I do roller derby. I eat food.
Okay but what about the lesbian communes?
Things are bleak in Edna Lepucki’s California, what with the ever-present threat of rape and mutilation from the Pirates* and everyone accepting that survival means reverting back to a more traditional gendered division of labour.** Do you think any feminist/lesbian communes still exist in this scenario? You know, the old school radicals who sort of threw up their hands and said, “welp, the world is fucked, let’s get as far away from it as we can and start over.” Because I’d be tempted to set out in search of one, or start my own.*** Women who’ve been living off the land for decades would probably know a thing or two about survival, and probably about defending their land from intruders and equitable division of labour. (You know they’ve put A LOT of thought into division of labour.)

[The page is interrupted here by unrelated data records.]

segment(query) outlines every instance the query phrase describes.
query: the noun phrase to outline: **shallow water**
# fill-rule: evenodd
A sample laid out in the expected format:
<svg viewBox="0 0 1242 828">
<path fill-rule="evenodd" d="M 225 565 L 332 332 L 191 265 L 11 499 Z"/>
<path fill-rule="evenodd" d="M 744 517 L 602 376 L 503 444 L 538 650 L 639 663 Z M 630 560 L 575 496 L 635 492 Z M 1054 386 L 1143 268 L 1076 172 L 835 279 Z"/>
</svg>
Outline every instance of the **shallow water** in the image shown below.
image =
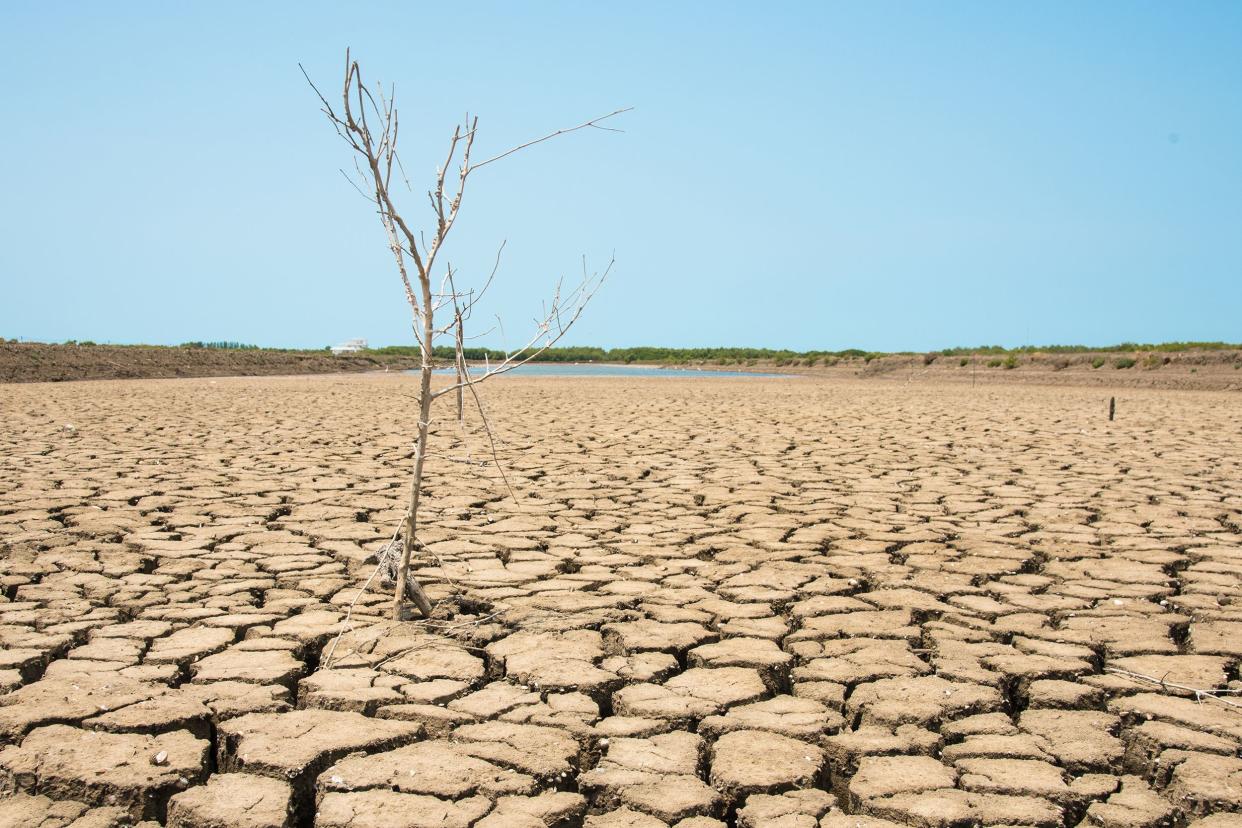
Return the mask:
<svg viewBox="0 0 1242 828">
<path fill-rule="evenodd" d="M 417 374 L 418 371 L 407 371 L 406 373 Z M 452 374 L 453 369 L 442 368 L 437 370 L 436 373 Z M 471 373 L 480 374 L 482 369 L 478 366 L 471 366 Z M 662 368 L 658 365 L 610 365 L 593 362 L 532 362 L 520 368 L 514 368 L 512 373 L 521 374 L 524 377 L 749 377 L 754 379 L 759 377 L 787 378 L 790 376 L 789 374 L 763 374 L 755 371 Z"/>
</svg>

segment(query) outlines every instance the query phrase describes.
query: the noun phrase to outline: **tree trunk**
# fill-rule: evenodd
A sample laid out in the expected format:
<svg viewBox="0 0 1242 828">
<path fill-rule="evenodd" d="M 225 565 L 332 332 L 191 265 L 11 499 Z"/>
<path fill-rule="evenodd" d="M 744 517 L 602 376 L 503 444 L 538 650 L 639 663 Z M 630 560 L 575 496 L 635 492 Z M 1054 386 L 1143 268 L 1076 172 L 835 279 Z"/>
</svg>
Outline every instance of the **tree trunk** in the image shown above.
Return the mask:
<svg viewBox="0 0 1242 828">
<path fill-rule="evenodd" d="M 401 544 L 401 565 L 397 567 L 397 588 L 392 597 L 392 619 L 400 621 L 405 609 L 405 596 L 418 606 L 424 618 L 431 617 L 431 602 L 422 586 L 410 577 L 410 557 L 418 532 L 418 501 L 423 493 L 423 461 L 427 459 L 427 433 L 431 428 L 431 343 L 435 337 L 432 327 L 431 284 L 420 274 L 423 293 L 423 365 L 419 371 L 418 390 L 418 445 L 414 449 L 414 479 L 410 481 L 410 508 L 405 513 L 405 539 Z"/>
</svg>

I think the first thing that got me into dystopia was feminist science fiction (e.g. Marge Piercy), so while I think Lepucki’s world is definitely realistic and possible, and really only a step away from ours, when I imagine the future I like to think about how our understanding of sex and gender could be different.
*Did this remind anyone of the reavers in Firefly?
**Ask me why I think this is bullshit.
***Hell, sometimes I’m tempted to do it now.
Because one of my favorite things to do is to find new people to follow and then prowl through their archives, I happened across this amazing bit from our fellow Reblog Book Clubber youngadultescent, stemming from an earlier discussion on how male Unlikables and female Unlikables are treated differently by audiences (and reviewers, I would argue).
I see a lot of myself in Frieda—not just in her personality, but in the way she handles her relationship with Cal. So when Sara Sklaroff wrote in the Washington Post that “[Lepucki’s] protagonist, Frida, isn’t much of a heroine. She’s annoying, self-centered and tragically naive,” it really struck me off-guard. No, she’s not perfect—but neither is Cal or Micah, and there’s not a quibble about them.
In fact, I would argue that there’s a humanity, a core to Frieda that really comes across in the story, a realness that I’ve not experienced in a long time. She’s not a caricature. I want to see more characters, but especially more women, like Frieda.
Ding ding ding! Pretty tired of seeing people criticize women for acting like people.